Exiting Chain EOF - Githubissues

ImVexed commented 7 months ago

Describe the bug When submitting a question: Exiting chain with error: Post "http://ollama:11434/api/chat": EOF

To Reproduce Steps to reproduce the behavior:

Enter a message
EOF

Expected behavior Not break.

Screenshots

Additional context I think this may be some sort of timeout issue? I note it only happens to me with Command-R. I can use Command-R (18.8gb) fine in Ollama's Web UI, with 39/41 layers offloaded to GPU (3090, 24Gb). But when I use LLocalSearch, I only see 19/41 layers offloaded. Not sure if that has anything to do with it, but is confusing me since when I use Mixtral-8x-7b(19Gb) it loads all layers to GPU and has no issues with LLocalSearch.

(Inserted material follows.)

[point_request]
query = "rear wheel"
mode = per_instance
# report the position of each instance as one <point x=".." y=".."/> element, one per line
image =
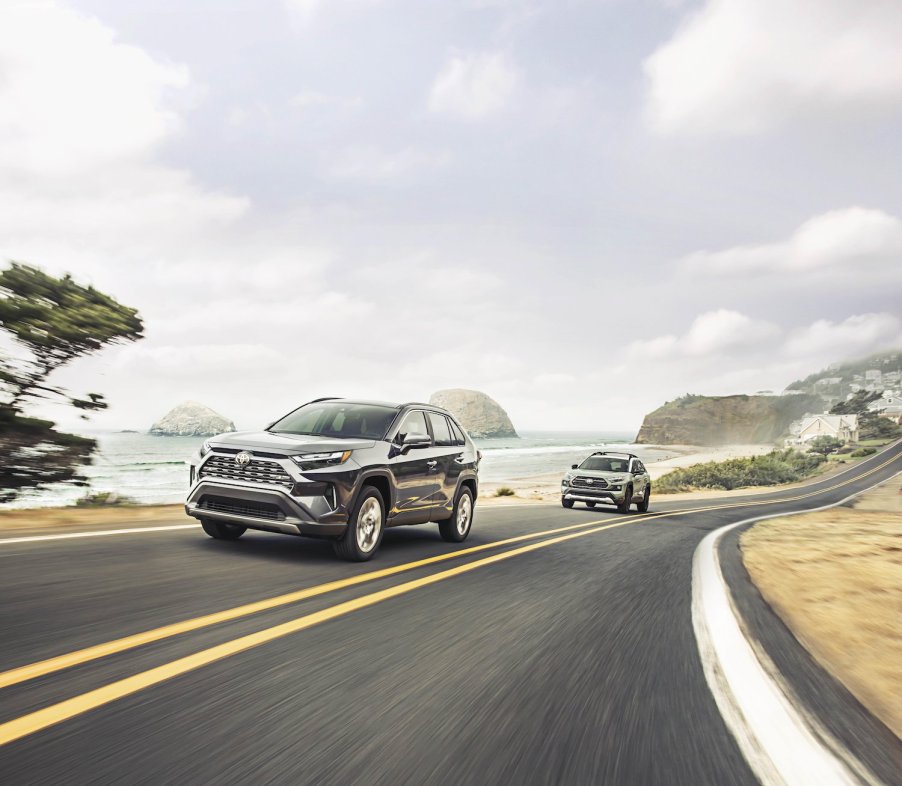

nilsherzig commented 7 months ago

Hi :). I assume your using the default 2k context window on open-webui? Until today, my project used a much larger context window if possible (like in the case of command-r). I just pushed an update which contains a new settings window, which allows you to adjust the context window. Please confirm that this causes the increase in vRAM usage / decrease in offloaded layers.

nilsherzig commented 7 months ago

If that's the case, I assume ollama just run out of memory on your system?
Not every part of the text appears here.